The biggest issue is that I'm trying to have an object come on screen halfway into the shot and the exit screen, tracked with another object (for example, say I had a pan across a keyboard, the letter D was on screen for maybe half the shot, and I wanted to put a word next to the letter D, so it starts off screen, comes in with the letter, and exits screen with the letter). This seems easy enough, but it always idles on screen before the tracking point appears for some reason. I tried tracking to a few different points that come on and off screen at different times, and then lining them up, and that helps, but the text still appears on screen before it should and I can't figure out why.
I've tried finding a Mocha tutorial, too, but every tutorial is for an object that is always on screen and never exits, and adding something that stays on screen.
Here's the video. I'd like to put text next to the stereo, which starts and ends out of frame, and remove the security system logo.
MVI 0136 - YouTube
Bart Walczak May 8th, 2012, 03:59 AM Try Mocha. It should be perfect. Start in the middle where the stereo is in frame, and then track forwards and backwards. I think you'll get much better results than with standard AE tracker.
As far as manually correcting the tracker, you do it before you apply the tracker to the null object, on the tracked layer. If you hit U, you will see the tracking information. Simply reposition the tracker on the frame, and it's done.
James Huenergardt May 9th, 2012, 03:15 PM Yeah, Mocha is what you need here.
Justin Molush May 9th, 2012, 03:22 PM Yep, chiming in with all the others. Mocha would be the answer here, as it allows you to define a plane and track both forward and backward. It is MUCH more advanced than any internal tracking mechanisms that AE comes native with. I recently started working with it and there are some caveats as to how you need to organize your assets in comps to composite them how you want it, but thats part of the learning curve!
Andrew J Morin May 17th, 2012, 02:06 PM Re: lingering on the edge of the screen...when the bit of image being tracked gets near the frame's edge, the tracker quits on it, dropping the tracking point where it was last seen. So track other items on either side of your desired bit so AE will record enough motion to get your desired item off into the wings. Hopefully your education included parenting nulls together in order to combine tracking data from one mark with another. Another trick to editing trackers: you can transform part or all of the tracked path by selecting the path nodes shown in the comp-preview window and then either arrow-keying or dragging.
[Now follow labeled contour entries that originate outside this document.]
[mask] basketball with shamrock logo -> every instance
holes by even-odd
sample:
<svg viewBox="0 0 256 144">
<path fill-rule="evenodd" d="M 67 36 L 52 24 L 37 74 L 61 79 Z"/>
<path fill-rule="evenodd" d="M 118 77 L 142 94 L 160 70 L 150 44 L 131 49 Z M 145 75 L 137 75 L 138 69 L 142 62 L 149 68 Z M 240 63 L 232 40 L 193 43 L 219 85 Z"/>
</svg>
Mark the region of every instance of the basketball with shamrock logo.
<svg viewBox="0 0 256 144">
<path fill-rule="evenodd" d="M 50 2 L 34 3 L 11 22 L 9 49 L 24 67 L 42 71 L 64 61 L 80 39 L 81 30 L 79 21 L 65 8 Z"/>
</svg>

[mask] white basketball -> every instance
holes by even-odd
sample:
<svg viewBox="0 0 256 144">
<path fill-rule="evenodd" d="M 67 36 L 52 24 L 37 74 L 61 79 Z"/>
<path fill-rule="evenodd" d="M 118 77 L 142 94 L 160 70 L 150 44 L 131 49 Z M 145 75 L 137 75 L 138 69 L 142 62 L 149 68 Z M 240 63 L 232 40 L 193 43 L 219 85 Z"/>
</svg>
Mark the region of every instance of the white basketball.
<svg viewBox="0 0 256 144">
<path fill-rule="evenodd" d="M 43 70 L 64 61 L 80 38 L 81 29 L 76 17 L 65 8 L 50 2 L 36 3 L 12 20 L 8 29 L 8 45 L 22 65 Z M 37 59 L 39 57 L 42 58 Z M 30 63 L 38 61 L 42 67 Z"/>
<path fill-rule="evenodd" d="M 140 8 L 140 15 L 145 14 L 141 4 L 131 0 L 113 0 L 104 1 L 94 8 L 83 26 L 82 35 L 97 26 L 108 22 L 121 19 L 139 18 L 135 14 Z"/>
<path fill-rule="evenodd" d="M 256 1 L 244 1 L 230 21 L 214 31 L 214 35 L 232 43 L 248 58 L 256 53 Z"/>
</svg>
Dan Tolbertson May 17th, 2012, 03:59 PM Mocha came with cs5 (like a lite version or something) does that also come in cs6?
Pete Bauer May 17th, 2012, 09:52 PM Yes, and it is integrated so that you can launch it directly from within AE. BTW, the 3D surface engine I mentioned before is a new and separate feature from AE's normal motion tracking, so Mocha may be your best option for tough situations like yours.